The goal of this project is to provide a simple and uniform interface to data from Statistics Sweden (SCB, Statistiska Centralbyrån) directly from the IPython Notebook. Specifically, it is intended to be used together with pandas for iterative data analysis and manipulation.
import pandas as pd
from SCB import SCB
scb = SCB('http://api.scb.se/OV0104/v1/doris/sv/ssd/BE/BE0101/BE0101H/FoddaK')
df = scb.filter(code='Tid', kind='item', values=['2014']).get()
This section describes the general outline of the API provided by SCB. The original docs can be found here (Swedish).
For any given table, the URL for the table has the following format:
API-NAME/API-VERSION/LANGUAGE/DATABASE-ID/<LEVELS>/TABLE-ID
where API-NAME
currently translates to http://api.scb.se/OV0104/
. The current version is 1, and possible languages are sv
or en
, and the DATABASE-ID
is ssd
. The depth of the number of levels depend on the requested table. So, effectively, any given table URL will have the following structure:
http://api.scb.se/OV0104/v1/sv/ssd/<LEVELS>/TABLE-ID
It's rarely obvious where the data you're looking for is actually located. For that reason, this library provides a cursor-like object which allows you to quickly jump around between the levels of the database. Once you find the table you're looking for, you're provided with a number of filters. SCB implements a limit of 100,000 rows per request so filtering is often needed.
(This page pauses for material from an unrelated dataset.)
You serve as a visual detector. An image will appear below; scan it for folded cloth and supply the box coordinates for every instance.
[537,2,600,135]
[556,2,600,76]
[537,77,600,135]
Here's a workflow example. Note that these operations are executed within the notebook environment.
We start by listing all the top level categories in the database. Calling the describe
method on the scb
instance outputs a nicely formatted HTML table with all the categories.
from SCB import SCB
scb = SCB('http://api.scb.se/OV0104/v1/doris/sv/ssd')
scb.describe() # outputs an HTML table
We select the top level category "Arbetsmarknad" by using the go
method on the instance and passing in the proper level id. We continue to do so until we reach our destination table.
scb.go('AM')
scb.go('AM0502')
scb.go('ArbOrsakSyssSNI2007')
At this point, scb
points to an actual table and we can call describe
to get a list of possible filters.
scb.describe() # list possible filters
scb.filter(code='Tid', kind='item', values=['2014']) # filter the results
df = scb.get() # save the data in a pandas dataframe
The actual HTTP request is not made until we call get
on the instance. Boom! From this point on df
is just your ordinary pandas dataframe. Have fun!
Just clone this repository and import the SCB module.